Tuesday, Dec. 4 — After three years of the city and developers facing economic hurdles, restoration of the Knapp’s Center in downtown Lansing is formally underway.
At a press conference this morning, George Eyde, a founding partner with the Eyde Company, the project developers, took to a cherry picker and helped remove the large “K” from the Knapp’s sign at the corner of Washtenaw Street and Washington Square in downtown Lansing.
Not only was it a photo-op and prime B-roll fodder, but it also served as a moment to commemorate the official start of the $36.5 million dollar project.
The signage, along with the rest of the building that was built in 1937, will be restored over the next 14 months. The plan is to have commercial, retail, office and residential space in the building.
There are “unique challenges with a building like this,” said Lansing Mayor Virg Bernero. He called the restoration and rejuvenation of the structure a “Herculean task,” an “incredible challenge” and an “incredible project.”

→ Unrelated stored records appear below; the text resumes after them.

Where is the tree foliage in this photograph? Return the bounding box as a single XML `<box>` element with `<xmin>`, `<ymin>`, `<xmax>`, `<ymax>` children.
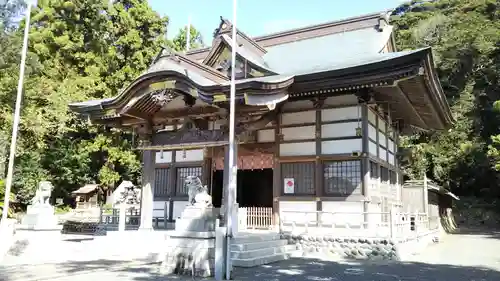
<box><xmin>168</xmin><ymin>26</ymin><xmax>204</xmax><ymax>51</ymax></box>
<box><xmin>0</xmin><ymin>0</ymin><xmax>199</xmax><ymax>202</ymax></box>
<box><xmin>392</xmin><ymin>0</ymin><xmax>500</xmax><ymax>197</ymax></box>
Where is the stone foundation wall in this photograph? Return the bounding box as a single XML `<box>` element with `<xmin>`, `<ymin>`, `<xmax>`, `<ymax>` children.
<box><xmin>284</xmin><ymin>231</ymin><xmax>439</xmax><ymax>260</ymax></box>
<box><xmin>286</xmin><ymin>235</ymin><xmax>398</xmax><ymax>260</ymax></box>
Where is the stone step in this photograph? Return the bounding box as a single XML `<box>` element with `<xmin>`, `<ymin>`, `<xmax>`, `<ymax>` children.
<box><xmin>231</xmin><ymin>245</ymin><xmax>296</xmax><ymax>259</ymax></box>
<box><xmin>233</xmin><ymin>233</ymin><xmax>281</xmax><ymax>245</ymax></box>
<box><xmin>231</xmin><ymin>239</ymin><xmax>288</xmax><ymax>251</ymax></box>
<box><xmin>232</xmin><ymin>253</ymin><xmax>291</xmax><ymax>267</ymax></box>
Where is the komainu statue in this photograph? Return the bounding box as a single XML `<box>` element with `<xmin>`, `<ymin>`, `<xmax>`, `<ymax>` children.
<box><xmin>184</xmin><ymin>176</ymin><xmax>212</xmax><ymax>206</ymax></box>
<box><xmin>31</xmin><ymin>181</ymin><xmax>54</xmax><ymax>205</ymax></box>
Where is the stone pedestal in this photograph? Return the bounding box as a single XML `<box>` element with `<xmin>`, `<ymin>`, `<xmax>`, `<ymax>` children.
<box><xmin>21</xmin><ymin>204</ymin><xmax>60</xmax><ymax>230</ymax></box>
<box><xmin>162</xmin><ymin>205</ymin><xmax>217</xmax><ymax>277</ymax></box>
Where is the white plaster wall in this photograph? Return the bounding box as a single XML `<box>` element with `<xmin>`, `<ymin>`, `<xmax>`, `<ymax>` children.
<box><xmin>208</xmin><ymin>119</ymin><xmax>228</xmax><ymax>130</ymax></box>
<box><xmin>378</xmin><ymin>117</ymin><xmax>386</xmax><ymax>133</ymax></box>
<box><xmin>279</xmin><ymin>200</ymin><xmax>316</xmax><ymax>224</ymax></box>
<box><xmin>368</xmin><ymin>141</ymin><xmax>377</xmax><ymax>156</ymax></box>
<box><xmin>378</xmin><ymin>147</ymin><xmax>387</xmax><ymax>161</ymax></box>
<box><xmin>257</xmin><ymin>129</ymin><xmax>275</xmax><ymax>142</ymax></box>
<box><xmin>387</xmin><ymin>153</ymin><xmax>394</xmax><ymax>165</ymax></box>
<box><xmin>325</xmin><ymin>95</ymin><xmax>358</xmax><ymax>105</ymax></box>
<box><xmin>388</xmin><ymin>139</ymin><xmax>394</xmax><ymax>152</ymax></box>
<box><xmin>378</xmin><ymin>131</ymin><xmax>386</xmax><ymax>146</ymax></box>
<box><xmin>321</xmin><ymin>122</ymin><xmax>361</xmax><ymax>138</ymax></box>
<box><xmin>321</xmin><ymin>106</ymin><xmax>361</xmax><ymax>122</ymax></box>
<box><xmin>321</xmin><ymin>201</ymin><xmax>364</xmax><ymax>227</ymax></box>
<box><xmin>369</xmin><ymin>179</ymin><xmax>380</xmax><ymax>197</ymax></box>
<box><xmin>368</xmin><ymin>108</ymin><xmax>377</xmax><ymax>124</ymax></box>
<box><xmin>172</xmin><ymin>201</ymin><xmax>189</xmax><ymax>220</ymax></box>
<box><xmin>281</xmin><ymin>110</ymin><xmax>316</xmax><ymax>125</ymax></box>
<box><xmin>368</xmin><ymin>124</ymin><xmax>377</xmax><ymax>140</ymax></box>
<box><xmin>281</xmin><ymin>126</ymin><xmax>316</xmax><ymax>141</ymax></box>
<box><xmin>368</xmin><ymin>203</ymin><xmax>382</xmax><ymax>228</ymax></box>
<box><xmin>280</xmin><ymin>141</ymin><xmax>316</xmax><ymax>156</ymax></box>
<box><xmin>283</xmin><ymin>100</ymin><xmax>312</xmax><ymax>111</ymax></box>
<box><xmin>321</xmin><ymin>139</ymin><xmax>362</xmax><ymax>154</ymax></box>
<box><xmin>155</xmin><ymin>151</ymin><xmax>172</xmax><ymax>164</ymax></box>
<box><xmin>153</xmin><ymin>201</ymin><xmax>169</xmax><ymax>218</ymax></box>
<box><xmin>175</xmin><ymin>149</ymin><xmax>203</xmax><ymax>162</ymax></box>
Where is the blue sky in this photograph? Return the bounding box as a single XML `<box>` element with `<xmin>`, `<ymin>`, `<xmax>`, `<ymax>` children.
<box><xmin>149</xmin><ymin>0</ymin><xmax>404</xmax><ymax>44</ymax></box>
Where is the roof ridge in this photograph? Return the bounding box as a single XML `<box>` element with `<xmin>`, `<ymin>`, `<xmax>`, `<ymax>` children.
<box><xmin>186</xmin><ymin>9</ymin><xmax>392</xmax><ymax>55</ymax></box>
<box><xmin>252</xmin><ymin>11</ymin><xmax>387</xmax><ymax>42</ymax></box>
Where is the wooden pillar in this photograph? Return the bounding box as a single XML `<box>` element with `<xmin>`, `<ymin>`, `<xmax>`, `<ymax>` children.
<box><xmin>139</xmin><ymin>127</ymin><xmax>155</xmax><ymax>230</ymax></box>
<box><xmin>360</xmin><ymin>102</ymin><xmax>370</xmax><ymax>226</ymax></box>
<box><xmin>273</xmin><ymin>114</ymin><xmax>283</xmax><ymax>227</ymax></box>
<box><xmin>394</xmin><ymin>123</ymin><xmax>403</xmax><ymax>201</ymax></box>
<box><xmin>201</xmin><ymin>148</ymin><xmax>212</xmax><ymax>188</ymax></box>
<box><xmin>314</xmin><ymin>102</ymin><xmax>323</xmax><ymax>226</ymax></box>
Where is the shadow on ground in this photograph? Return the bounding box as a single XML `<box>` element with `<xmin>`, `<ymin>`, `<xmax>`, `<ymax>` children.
<box><xmin>452</xmin><ymin>227</ymin><xmax>500</xmax><ymax>239</ymax></box>
<box><xmin>0</xmin><ymin>258</ymin><xmax>500</xmax><ymax>281</ymax></box>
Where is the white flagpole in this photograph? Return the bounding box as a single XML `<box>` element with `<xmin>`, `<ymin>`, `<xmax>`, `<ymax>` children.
<box><xmin>226</xmin><ymin>0</ymin><xmax>238</xmax><ymax>280</ymax></box>
<box><xmin>186</xmin><ymin>15</ymin><xmax>191</xmax><ymax>53</ymax></box>
<box><xmin>1</xmin><ymin>1</ymin><xmax>31</xmax><ymax>222</ymax></box>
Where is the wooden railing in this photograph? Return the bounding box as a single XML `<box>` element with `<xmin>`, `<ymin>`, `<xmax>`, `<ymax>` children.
<box><xmin>238</xmin><ymin>207</ymin><xmax>274</xmax><ymax>229</ymax></box>
<box><xmin>279</xmin><ymin>210</ymin><xmax>439</xmax><ymax>239</ymax></box>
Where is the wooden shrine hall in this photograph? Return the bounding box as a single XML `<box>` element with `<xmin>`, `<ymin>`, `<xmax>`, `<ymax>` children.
<box><xmin>70</xmin><ymin>13</ymin><xmax>453</xmax><ymax>228</ymax></box>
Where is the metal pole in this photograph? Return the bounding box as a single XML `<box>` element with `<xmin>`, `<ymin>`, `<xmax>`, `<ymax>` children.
<box><xmin>226</xmin><ymin>0</ymin><xmax>237</xmax><ymax>280</ymax></box>
<box><xmin>1</xmin><ymin>1</ymin><xmax>31</xmax><ymax>224</ymax></box>
<box><xmin>186</xmin><ymin>15</ymin><xmax>191</xmax><ymax>53</ymax></box>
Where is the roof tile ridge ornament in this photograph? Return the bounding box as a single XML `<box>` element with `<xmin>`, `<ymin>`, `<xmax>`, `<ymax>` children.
<box><xmin>212</xmin><ymin>16</ymin><xmax>267</xmax><ymax>57</ymax></box>
<box><xmin>149</xmin><ymin>45</ymin><xmax>174</xmax><ymax>67</ymax></box>
<box><xmin>172</xmin><ymin>52</ymin><xmax>229</xmax><ymax>81</ymax></box>
<box><xmin>377</xmin><ymin>13</ymin><xmax>391</xmax><ymax>32</ymax></box>
<box><xmin>213</xmin><ymin>16</ymin><xmax>233</xmax><ymax>38</ymax></box>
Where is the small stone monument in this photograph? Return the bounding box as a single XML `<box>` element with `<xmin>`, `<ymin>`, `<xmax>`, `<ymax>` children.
<box><xmin>162</xmin><ymin>176</ymin><xmax>217</xmax><ymax>277</ymax></box>
<box><xmin>21</xmin><ymin>181</ymin><xmax>58</xmax><ymax>230</ymax></box>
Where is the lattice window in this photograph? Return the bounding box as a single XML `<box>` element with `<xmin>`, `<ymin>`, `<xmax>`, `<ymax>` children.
<box><xmin>370</xmin><ymin>161</ymin><xmax>378</xmax><ymax>179</ymax></box>
<box><xmin>154</xmin><ymin>168</ymin><xmax>172</xmax><ymax>198</ymax></box>
<box><xmin>323</xmin><ymin>160</ymin><xmax>361</xmax><ymax>195</ymax></box>
<box><xmin>281</xmin><ymin>162</ymin><xmax>315</xmax><ymax>195</ymax></box>
<box><xmin>380</xmin><ymin>167</ymin><xmax>389</xmax><ymax>183</ymax></box>
<box><xmin>175</xmin><ymin>167</ymin><xmax>202</xmax><ymax>196</ymax></box>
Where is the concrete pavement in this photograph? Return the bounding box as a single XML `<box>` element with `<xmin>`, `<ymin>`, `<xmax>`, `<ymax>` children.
<box><xmin>0</xmin><ymin>228</ymin><xmax>500</xmax><ymax>281</ymax></box>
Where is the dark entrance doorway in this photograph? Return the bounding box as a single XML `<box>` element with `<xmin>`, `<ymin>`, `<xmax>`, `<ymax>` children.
<box><xmin>212</xmin><ymin>169</ymin><xmax>273</xmax><ymax>208</ymax></box>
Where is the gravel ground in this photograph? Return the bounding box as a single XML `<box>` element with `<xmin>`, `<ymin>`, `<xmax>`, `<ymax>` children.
<box><xmin>0</xmin><ymin>228</ymin><xmax>500</xmax><ymax>281</ymax></box>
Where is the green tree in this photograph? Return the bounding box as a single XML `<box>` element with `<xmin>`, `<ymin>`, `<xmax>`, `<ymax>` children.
<box><xmin>392</xmin><ymin>0</ymin><xmax>500</xmax><ymax>198</ymax></box>
<box><xmin>167</xmin><ymin>26</ymin><xmax>204</xmax><ymax>52</ymax></box>
<box><xmin>0</xmin><ymin>0</ymin><xmax>168</xmax><ymax>202</ymax></box>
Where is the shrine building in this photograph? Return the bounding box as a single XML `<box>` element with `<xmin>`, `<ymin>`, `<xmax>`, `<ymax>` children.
<box><xmin>70</xmin><ymin>13</ymin><xmax>453</xmax><ymax>228</ymax></box>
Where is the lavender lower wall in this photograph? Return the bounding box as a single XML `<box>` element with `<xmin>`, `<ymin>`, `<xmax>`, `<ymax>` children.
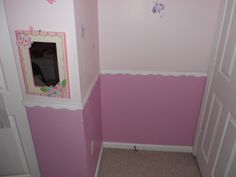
<box><xmin>27</xmin><ymin>75</ymin><xmax>206</xmax><ymax>177</ymax></box>
<box><xmin>27</xmin><ymin>107</ymin><xmax>88</xmax><ymax>177</ymax></box>
<box><xmin>101</xmin><ymin>74</ymin><xmax>206</xmax><ymax>146</ymax></box>
<box><xmin>27</xmin><ymin>81</ymin><xmax>102</xmax><ymax>177</ymax></box>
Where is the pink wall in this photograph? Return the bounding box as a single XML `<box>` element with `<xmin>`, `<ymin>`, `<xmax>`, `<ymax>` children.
<box><xmin>74</xmin><ymin>0</ymin><xmax>100</xmax><ymax>102</ymax></box>
<box><xmin>101</xmin><ymin>74</ymin><xmax>206</xmax><ymax>146</ymax></box>
<box><xmin>99</xmin><ymin>0</ymin><xmax>220</xmax><ymax>72</ymax></box>
<box><xmin>27</xmin><ymin>81</ymin><xmax>102</xmax><ymax>177</ymax></box>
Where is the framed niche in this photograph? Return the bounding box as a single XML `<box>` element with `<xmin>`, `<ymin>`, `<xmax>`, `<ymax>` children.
<box><xmin>16</xmin><ymin>30</ymin><xmax>70</xmax><ymax>98</ymax></box>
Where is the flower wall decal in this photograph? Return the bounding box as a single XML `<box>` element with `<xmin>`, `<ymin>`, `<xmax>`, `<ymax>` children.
<box><xmin>152</xmin><ymin>0</ymin><xmax>165</xmax><ymax>16</ymax></box>
<box><xmin>16</xmin><ymin>33</ymin><xmax>33</xmax><ymax>48</ymax></box>
<box><xmin>40</xmin><ymin>79</ymin><xmax>67</xmax><ymax>97</ymax></box>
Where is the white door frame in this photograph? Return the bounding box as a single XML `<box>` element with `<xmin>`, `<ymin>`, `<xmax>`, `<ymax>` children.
<box><xmin>0</xmin><ymin>0</ymin><xmax>40</xmax><ymax>177</ymax></box>
<box><xmin>193</xmin><ymin>0</ymin><xmax>226</xmax><ymax>156</ymax></box>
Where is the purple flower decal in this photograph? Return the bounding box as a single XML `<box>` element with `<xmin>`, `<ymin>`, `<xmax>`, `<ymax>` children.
<box><xmin>16</xmin><ymin>34</ymin><xmax>33</xmax><ymax>48</ymax></box>
<box><xmin>47</xmin><ymin>0</ymin><xmax>56</xmax><ymax>4</ymax></box>
<box><xmin>152</xmin><ymin>0</ymin><xmax>165</xmax><ymax>15</ymax></box>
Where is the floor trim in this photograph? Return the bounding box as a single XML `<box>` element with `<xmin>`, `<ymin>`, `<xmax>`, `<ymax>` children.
<box><xmin>103</xmin><ymin>142</ymin><xmax>192</xmax><ymax>153</ymax></box>
<box><xmin>94</xmin><ymin>142</ymin><xmax>193</xmax><ymax>177</ymax></box>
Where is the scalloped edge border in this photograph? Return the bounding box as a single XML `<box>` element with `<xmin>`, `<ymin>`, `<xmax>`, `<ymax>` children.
<box><xmin>101</xmin><ymin>70</ymin><xmax>208</xmax><ymax>77</ymax></box>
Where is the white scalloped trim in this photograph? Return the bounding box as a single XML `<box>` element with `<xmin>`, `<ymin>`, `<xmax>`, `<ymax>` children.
<box><xmin>101</xmin><ymin>70</ymin><xmax>207</xmax><ymax>77</ymax></box>
<box><xmin>22</xmin><ymin>98</ymin><xmax>83</xmax><ymax>111</ymax></box>
<box><xmin>22</xmin><ymin>75</ymin><xmax>99</xmax><ymax>111</ymax></box>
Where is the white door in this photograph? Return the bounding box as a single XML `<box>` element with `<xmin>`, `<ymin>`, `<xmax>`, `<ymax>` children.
<box><xmin>0</xmin><ymin>0</ymin><xmax>40</xmax><ymax>177</ymax></box>
<box><xmin>195</xmin><ymin>0</ymin><xmax>236</xmax><ymax>177</ymax></box>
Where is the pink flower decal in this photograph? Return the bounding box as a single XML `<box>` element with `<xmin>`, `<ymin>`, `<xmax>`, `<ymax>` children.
<box><xmin>47</xmin><ymin>0</ymin><xmax>56</xmax><ymax>4</ymax></box>
<box><xmin>152</xmin><ymin>0</ymin><xmax>165</xmax><ymax>16</ymax></box>
<box><xmin>16</xmin><ymin>34</ymin><xmax>33</xmax><ymax>48</ymax></box>
<box><xmin>40</xmin><ymin>79</ymin><xmax>67</xmax><ymax>98</ymax></box>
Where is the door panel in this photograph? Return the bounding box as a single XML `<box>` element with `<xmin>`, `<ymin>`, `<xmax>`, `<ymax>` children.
<box><xmin>196</xmin><ymin>0</ymin><xmax>236</xmax><ymax>177</ymax></box>
<box><xmin>0</xmin><ymin>0</ymin><xmax>40</xmax><ymax>177</ymax></box>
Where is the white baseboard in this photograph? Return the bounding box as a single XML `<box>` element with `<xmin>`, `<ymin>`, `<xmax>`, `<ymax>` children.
<box><xmin>103</xmin><ymin>142</ymin><xmax>192</xmax><ymax>153</ymax></box>
<box><xmin>94</xmin><ymin>144</ymin><xmax>103</xmax><ymax>177</ymax></box>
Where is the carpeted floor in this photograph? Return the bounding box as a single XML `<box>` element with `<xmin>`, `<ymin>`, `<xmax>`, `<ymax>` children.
<box><xmin>98</xmin><ymin>149</ymin><xmax>201</xmax><ymax>177</ymax></box>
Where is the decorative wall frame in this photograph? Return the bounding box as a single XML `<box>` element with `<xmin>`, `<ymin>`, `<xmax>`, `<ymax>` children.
<box><xmin>16</xmin><ymin>30</ymin><xmax>70</xmax><ymax>98</ymax></box>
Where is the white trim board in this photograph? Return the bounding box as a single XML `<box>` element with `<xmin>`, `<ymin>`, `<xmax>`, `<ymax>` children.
<box><xmin>103</xmin><ymin>142</ymin><xmax>192</xmax><ymax>153</ymax></box>
<box><xmin>100</xmin><ymin>70</ymin><xmax>208</xmax><ymax>77</ymax></box>
<box><xmin>94</xmin><ymin>142</ymin><xmax>192</xmax><ymax>177</ymax></box>
<box><xmin>94</xmin><ymin>144</ymin><xmax>103</xmax><ymax>177</ymax></box>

At one point during his time at the mic, Bernero stopped and asked for a moment to listen to the jackhammer-like sounds of construction in the background: “That’s the sound of progress,” he said with a smile.
The Knapp’s Center has sat vacant for 10 years. The past three of those have been spent trying to wrangle the financing for the restoration of the building, said Karl Dorshimer, director of economic development of the Lansing Economic Area Partnership.
Dorshimer says the project is using a $5.9 million U.S. Department of Housing and Urban Development loan (the cause of delay), federal and state historic tax credits, Michigan brownfield tax credits, federal new market tax credits and local tax exemptions through a Renaissance Zone. The total incentive package comes out to around $20 million. The rest will be borrowed from a lender.
Dorshimer said because of the Renaissance Zone, the development won’t pay any property (personal or real) for 12 years. After the tax breaks expire and the taxes are phased back in, the city will cash in because the property will be worth “10 times more than what they’re paying right now based on the improvements to the property,” Dorshimer said.